Fadéla M’rabet : qui est cette Algérienne honorée avec ferveur en France ?

Fadéla M’rabet

Fadéla M’rabet, dont le nom résonne avec force dans les milieux intellectuels et féministes, a quitté ce monde le 14 mai 2025 à Paris, laissant derrière elle un héritage littéraire et militant remarquable. Cette Algérienne engagée, Fadéla M’rabet, a marqué son époque par son combat pour la liberté des femmes et pour une Algérie émancipée. À travers ses nombreuses publications telles que La femme algérienne (1965) ou Les Algériennes (1967), Fadéla M’rabet a offert une analyse profonde et courageuse des réalités sociales et politiques qui affectaient les femmes en Algérie, souvent au prix de controverses et d’oppositions.
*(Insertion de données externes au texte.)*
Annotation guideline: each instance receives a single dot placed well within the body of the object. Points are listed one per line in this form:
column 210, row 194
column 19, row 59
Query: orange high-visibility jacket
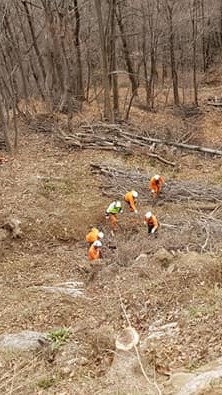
column 155, row 185
column 152, row 221
column 131, row 200
column 92, row 235
column 94, row 253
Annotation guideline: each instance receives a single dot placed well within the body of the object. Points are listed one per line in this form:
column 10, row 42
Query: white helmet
column 97, row 243
column 100, row 235
column 148, row 214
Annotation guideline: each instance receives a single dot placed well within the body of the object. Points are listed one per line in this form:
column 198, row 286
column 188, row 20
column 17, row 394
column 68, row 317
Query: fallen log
column 119, row 180
column 191, row 147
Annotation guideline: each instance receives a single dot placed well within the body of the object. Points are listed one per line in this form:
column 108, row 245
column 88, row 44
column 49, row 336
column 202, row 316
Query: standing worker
column 94, row 235
column 112, row 211
column 131, row 199
column 156, row 184
column 151, row 222
column 94, row 252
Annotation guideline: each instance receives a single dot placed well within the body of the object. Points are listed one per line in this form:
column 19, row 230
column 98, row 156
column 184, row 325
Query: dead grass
column 55, row 216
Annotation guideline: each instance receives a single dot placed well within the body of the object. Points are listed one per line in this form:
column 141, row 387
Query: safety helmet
column 97, row 243
column 148, row 214
column 100, row 235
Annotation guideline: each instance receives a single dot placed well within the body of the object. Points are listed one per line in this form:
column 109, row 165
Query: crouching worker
column 94, row 252
column 131, row 199
column 94, row 235
column 156, row 184
column 151, row 222
column 112, row 211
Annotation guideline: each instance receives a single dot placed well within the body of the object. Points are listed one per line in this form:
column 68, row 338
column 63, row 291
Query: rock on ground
column 24, row 341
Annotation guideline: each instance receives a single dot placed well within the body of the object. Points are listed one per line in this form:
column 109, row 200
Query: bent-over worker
column 131, row 199
column 112, row 211
column 94, row 235
column 94, row 252
column 156, row 184
column 151, row 222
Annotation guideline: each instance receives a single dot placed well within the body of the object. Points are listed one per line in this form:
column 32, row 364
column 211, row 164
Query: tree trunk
column 80, row 90
column 194, row 36
column 107, row 100
column 172, row 58
column 129, row 65
column 114, row 76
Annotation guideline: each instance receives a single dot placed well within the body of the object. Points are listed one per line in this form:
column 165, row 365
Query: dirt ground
column 52, row 191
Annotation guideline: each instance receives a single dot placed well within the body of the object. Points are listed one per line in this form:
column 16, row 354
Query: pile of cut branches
column 124, row 138
column 118, row 181
column 196, row 227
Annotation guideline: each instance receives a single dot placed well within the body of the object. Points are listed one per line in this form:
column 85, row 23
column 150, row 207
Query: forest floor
column 54, row 194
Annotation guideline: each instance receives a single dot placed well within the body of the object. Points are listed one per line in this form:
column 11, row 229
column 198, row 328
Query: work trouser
column 113, row 220
column 130, row 207
column 156, row 190
column 150, row 227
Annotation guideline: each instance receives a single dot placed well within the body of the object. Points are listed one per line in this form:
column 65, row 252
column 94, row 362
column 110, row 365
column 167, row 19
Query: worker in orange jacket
column 94, row 252
column 112, row 211
column 130, row 199
column 151, row 221
column 156, row 184
column 94, row 235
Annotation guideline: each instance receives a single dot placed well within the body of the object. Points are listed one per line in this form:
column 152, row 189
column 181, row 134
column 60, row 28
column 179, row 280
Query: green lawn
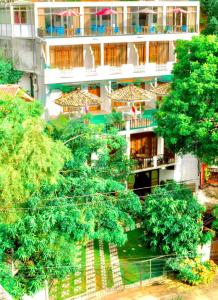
column 62, row 289
column 133, row 264
column 132, row 253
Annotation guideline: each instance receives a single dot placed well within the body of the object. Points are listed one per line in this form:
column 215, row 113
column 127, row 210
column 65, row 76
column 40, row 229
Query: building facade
column 100, row 47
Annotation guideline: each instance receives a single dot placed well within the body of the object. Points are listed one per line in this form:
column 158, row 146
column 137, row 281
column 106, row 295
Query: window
column 115, row 54
column 22, row 15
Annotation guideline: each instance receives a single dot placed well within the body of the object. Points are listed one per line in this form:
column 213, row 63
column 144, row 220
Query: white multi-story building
column 59, row 44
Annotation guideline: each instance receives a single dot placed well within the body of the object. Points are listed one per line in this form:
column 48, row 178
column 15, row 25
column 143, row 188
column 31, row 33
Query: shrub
column 193, row 271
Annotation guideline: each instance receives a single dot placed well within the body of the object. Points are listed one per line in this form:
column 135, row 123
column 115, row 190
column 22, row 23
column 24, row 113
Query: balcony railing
column 62, row 32
column 54, row 75
column 142, row 162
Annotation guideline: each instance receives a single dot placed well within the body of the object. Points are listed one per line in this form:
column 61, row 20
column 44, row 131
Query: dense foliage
column 193, row 271
column 210, row 8
column 215, row 214
column 173, row 220
column 188, row 117
column 8, row 74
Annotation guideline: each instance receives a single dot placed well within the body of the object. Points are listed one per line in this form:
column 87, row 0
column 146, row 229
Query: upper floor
column 84, row 19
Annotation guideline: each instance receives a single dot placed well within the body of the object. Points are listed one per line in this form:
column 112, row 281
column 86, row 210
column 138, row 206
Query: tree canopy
column 188, row 117
column 8, row 74
column 173, row 220
column 215, row 214
column 98, row 169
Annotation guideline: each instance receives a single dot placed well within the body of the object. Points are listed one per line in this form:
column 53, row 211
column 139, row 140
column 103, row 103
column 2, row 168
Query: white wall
column 40, row 295
column 166, row 175
column 51, row 109
column 24, row 82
Née dans une famille où son père prônait la réussite de ses filles, Fadéla M’rabet s’est toujours inscrite dans une dynamique d’avant-garde, brisant les barrières traditionnelles de son milieu à Skikda. Son parcours, qui l’a menée de l’Algérie vers Strasbourg, où elle fut l’une des premières étudiantes algériennes en France, révèle l’importance de son combat individuel et collectif. Durant la guerre d’indépendance, Fadéla M’rabet s’est engagée pleinement, participant aux grèves étudiantes et militant au sein du FLN, ce qui lui valut d’être renvoyée de son poste d’enseignante à Strasbourg. Ce militantisme et cette détermination sont palpables dans ses écrits et témoignent de la place centrale qu’occupe Fadéla M’rabet dans l’histoire de la lutte algérienne.

Les écrits de Fadéla M’rabet oscillent entre autobiographie, autofiction et analyse politique, comme dans Une femme d’ici et d’ailleurs où elle explore la tension entre ses racines algériennes et son parcours européen, entre nostalgie et espoir. Ce livre incarne la complexité de son identité, mais aussi la force d’une femme ayant su s’émanciper dans un contexte souvent hostile. La relation avec son mari, Tarik Maschino, militant lui aussi, a renforcé son engagement. Ensemble, ils ont publié L’Algérie des illusions en 1972, un ouvrage critique à l’égard des choix politiques post-indépendance et des défis liés à la condition féminine dans le pays.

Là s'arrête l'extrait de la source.